I have a long time series, eg.

我有一个很长的时间序列,例如。

import pandas as pd
index=pd.date_range(start='2012-11-05', end='2012-11-10', freq='1S').tz_localize('Europe/Berlin')
df=pd.DataFrame(range(len(index)), index=index, columns=['Number'])

Now I want to extract all sub-DataFrames for each day, to get the following output:

现在我想每天提取所有子数据帧,以获得以下输出:

df_2012-11-05: data frame with all data referring to day 2012-11-05
df_2012-11-06: etc.
df_2012-11-07
df_2012-11-08
df_2012-11-09
df_2012-11-10

What is the most effective way to do this avoiding to check if the index.date==give_date which is very slow. Also, the user does not know a priory the range of days in the frame.

避免检查是否非常慢的 index.date==give_date 的最有效方法是什么。

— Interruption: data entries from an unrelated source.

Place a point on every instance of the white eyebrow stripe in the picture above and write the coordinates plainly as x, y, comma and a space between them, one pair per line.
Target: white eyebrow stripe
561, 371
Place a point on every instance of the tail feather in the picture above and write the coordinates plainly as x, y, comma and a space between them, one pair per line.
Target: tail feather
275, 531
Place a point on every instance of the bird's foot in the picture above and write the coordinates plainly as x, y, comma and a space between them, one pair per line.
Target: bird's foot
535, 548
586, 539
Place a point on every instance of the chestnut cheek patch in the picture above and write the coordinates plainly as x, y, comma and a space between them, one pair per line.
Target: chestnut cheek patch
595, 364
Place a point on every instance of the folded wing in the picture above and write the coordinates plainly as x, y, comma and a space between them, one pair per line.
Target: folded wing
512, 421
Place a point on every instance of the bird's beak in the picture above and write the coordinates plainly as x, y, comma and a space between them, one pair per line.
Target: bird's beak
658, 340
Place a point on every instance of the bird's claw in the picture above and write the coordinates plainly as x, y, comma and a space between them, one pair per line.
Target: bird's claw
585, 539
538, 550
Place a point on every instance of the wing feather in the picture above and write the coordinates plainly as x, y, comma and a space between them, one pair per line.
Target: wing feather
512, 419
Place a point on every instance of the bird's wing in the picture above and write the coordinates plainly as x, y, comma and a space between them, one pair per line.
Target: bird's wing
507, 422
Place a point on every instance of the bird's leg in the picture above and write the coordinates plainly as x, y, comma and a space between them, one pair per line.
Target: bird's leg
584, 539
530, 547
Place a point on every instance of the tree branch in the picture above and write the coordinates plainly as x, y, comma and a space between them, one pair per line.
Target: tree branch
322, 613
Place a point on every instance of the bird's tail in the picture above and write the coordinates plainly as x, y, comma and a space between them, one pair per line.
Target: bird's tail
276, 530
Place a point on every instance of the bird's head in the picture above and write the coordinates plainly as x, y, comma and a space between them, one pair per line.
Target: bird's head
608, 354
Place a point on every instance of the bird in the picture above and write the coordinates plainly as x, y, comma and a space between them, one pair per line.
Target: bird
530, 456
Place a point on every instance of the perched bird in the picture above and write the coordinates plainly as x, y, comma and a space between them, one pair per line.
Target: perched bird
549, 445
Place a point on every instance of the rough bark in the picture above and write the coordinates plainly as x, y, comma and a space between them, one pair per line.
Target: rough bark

此外,用户事先不知道框架中的天数范围。

Any hint do do this with an iterator?

有什么提示可以用迭代器做到这一点吗?

My current solution is this, but it is not so elegant and has two issues defined below:

我目前的解决方案是这样的,但它不是那么优雅,并且有两个问题定义如下:

time_zone='Europe/Berlin'
# find all days
a=np.unique(df.index.date) # this can take a lot of time
a.sort()
results=[]
for i in range(len(a)-1):
    day_now=pd.Timestamp(a[i]).tz_localize(time_zone)
    day_next=pd.Timestamp(a[i+1]).tz_localize(time_zone)
    results.append(df[day_now:day_next]) # how to select if I do not want day_next included?

# last day
results.append(df[day_next:])

This approach has the following problems:

这种方法存在以下问题:

  • a=np.unique(df.index.date) can take a lot of time
  • df[day_now:day_next] includes the day_next, but I need to exclude it in the range
  • a=np.unique(df.index.date) 可能需要很多时间
  • df[day_now:day_next] 包括 day_next,但我需要将其排除在范围内

回答by Woody Pride

Perhaps groupby?

也许是groupby?

DFList = []
for group in df.groupby(df.index.day):
    DFList.append(group[1])

Should give you a list of data frames where each data frame is one day of data.

应该给你一个数据框列表,其中每个数据框都是一天的数据。

Or in one line:

或者在一行中:

DFList = [group[1] for group in df.groupby(df.index.day)]

Gotta love python!

一定要爱蟒蛇!

回答by Peque

If you want to group by date (AKA: year+month+day), then use df.index.date:

如果要按日期分组(又名:年+月+日),请使用df.index.date

result = [group[1] for group in df.groupby(df.index.date)]

As df.index.daywill use the day of the month (i.e.: from 1 to 31) for grouping, which could result in undesirable behavior if the input dataframe dates extend to multiple months.

由于df.index.day将使用月份中的日期(即:从 1 到 31)进行分组,如果输入数据框日期延长到多个月,这可能会导致不良行为。